Yek hebû Yek tûnebû yani; “Bir varmış Bir yokmuş”… Masallarına aynı kelimelerle başlayan halkların yaşadığı ülkede günler tedirgin geçiyor. Birlikte yaşamın kolaylığına sırt dönmüş insanların dilinden kan ve savaş cümleleri damlıyor. Sürekli bölünme kaygıları hainlik suçlamaları, ölümler ve ölümler…
Birlikte var olmanın koşulları üzerine hayal kuramaz oluyoruz biz de zamanla. Ve bunun aslında bir çırpıda ve kolayca nasıl var olabildiğini bir arkadaşım vasıtasıyla tekrar görebiliyorum. Söz konusu kapıyı açan Bolivya anayasası ise şöyle başlıyor;
“Evvel zaman içinde, dağlar yükseldi, ırmaklar yatağını buldu, göller oluştu. Amazon bölgemiz, Chaco’muz, platomuz, yaylalarımız, ovalarımız yeşilliklerle ve çiçeklerle kaplandı. Bu kutsal Toprak Ana’yı çeşitli yüzlerle donattık ve o günden bu yana, her şeyin çoğulluğunu ve varlık ve kültürler olarak çeşitliliğimizi taşıyoruz. Halklarımız böylece mutluluk içindeydi ve uğursuz sömürgecilik günlerine dek ırkçılığı asla bilmedik.”

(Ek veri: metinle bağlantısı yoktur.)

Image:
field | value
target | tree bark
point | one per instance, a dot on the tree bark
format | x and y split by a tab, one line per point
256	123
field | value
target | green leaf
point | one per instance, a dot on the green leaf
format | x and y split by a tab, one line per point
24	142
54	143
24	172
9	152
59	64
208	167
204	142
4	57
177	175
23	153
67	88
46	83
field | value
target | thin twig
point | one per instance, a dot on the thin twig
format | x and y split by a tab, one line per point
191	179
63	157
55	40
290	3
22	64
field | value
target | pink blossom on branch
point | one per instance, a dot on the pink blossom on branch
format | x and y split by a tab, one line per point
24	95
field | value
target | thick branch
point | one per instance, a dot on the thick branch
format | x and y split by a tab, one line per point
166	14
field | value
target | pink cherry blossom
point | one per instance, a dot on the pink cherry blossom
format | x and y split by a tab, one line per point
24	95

Anayasa ülkede kullanılan 36 dili ülkenin ana dili olarak tanımlamış ve her yerel yönetimin bu dillerden en az ikisinin bilmesini zorunlu kılmış.
(Ayrıntılar için bknz: http://www.birgun.net/forum_index.php?news_code=1254915843&year=2009&month=10&day=07)
Anadilde eğitim için kopan kavgaları ve söylenenlerin hafızasını yokluyorum ve tekrar utanıyorum. Uçakta yanıma bir teyze oturuyor, kara halime bakıp, omzuma dayanıyor, nerelisin diyor, ama ben anlamıyorum ve bir kez daha utanıyorum. Eşi Kürtçe bilmediğimi görünce tekrarlıyor soruyu… Kadın bir süre önce yüz felci geçirmiş ve gözünde hasar kalmış bunun için hastaneye gidiyorlar. Ankara’da doktor ile kadının iletişimini kocası sağlayacak zira yok sayılan bir dille iletişim kuramaz doktor. Kocası eşine oldukça duyarlı görünüyor, kolundan ayrılmıyor ama ya tersi durumlar! Sıdıka Platin’in ifadesine çevirmenlik yapan, onu ölümüne sebep verecek kadar şiddet uygulayan kocasıydı. Nasıl bir zihniyetse var olan, bir kadına eziyet eden adamı adalet için aracı kılmaktan vicdanı sızlamıyordu.
Bunun gibi onlarca örnek her gün kendini yeniden var ediyor. “Bir dil bir insan iki dil iki insan” deyişi sadece CVlere yazılan diller için geçerli, birlikte yaşadığımız insanlarla kuramadığımız iletişim kimsenin derdi değil. Öylesine kibirli ve gururluyuz ki tenezül bile etmiyoruz.
Oysa zor addettiğimiz bazı şeyler sanılandan daha kolay olabiliyor, zihinlerimizi saran kırmızı çizgileri bir kenara koyup yeniden bir barış hayal etmemiz gerekiyor..
Bir varmış bir yokmuş, evvel zaman içinde kalbur zaman içinde diyarın birinde iyinin kötü kötünün iyi, akın kara, karanın ak olduğu günler yaşanırmış. İnsanların içindeki kasvet gökleri sarmış,gökler öyle kararmış ki güneşe geçit vermez olmuş. Günler günleri kovalamış, akrep yelkovanı kovalamış derken çok karanlık günlerin ardından bu verimli topraklarda yeniden güneş doğmuş, mutluluk gönüllerdeki kasvetin yerine yerleşmiş…Artık bu topraklarda çocuklar ninelerinden ve dedelerinden savaş ve korku değil, barış masalları dinler olmuşlar, eee bu güzel çocuklar ermiş muradına biz çıkalım kerevetine, gökten üç elma düşmüş biri sana biri bana biride barıştan yana taraf olan güzel bir insana!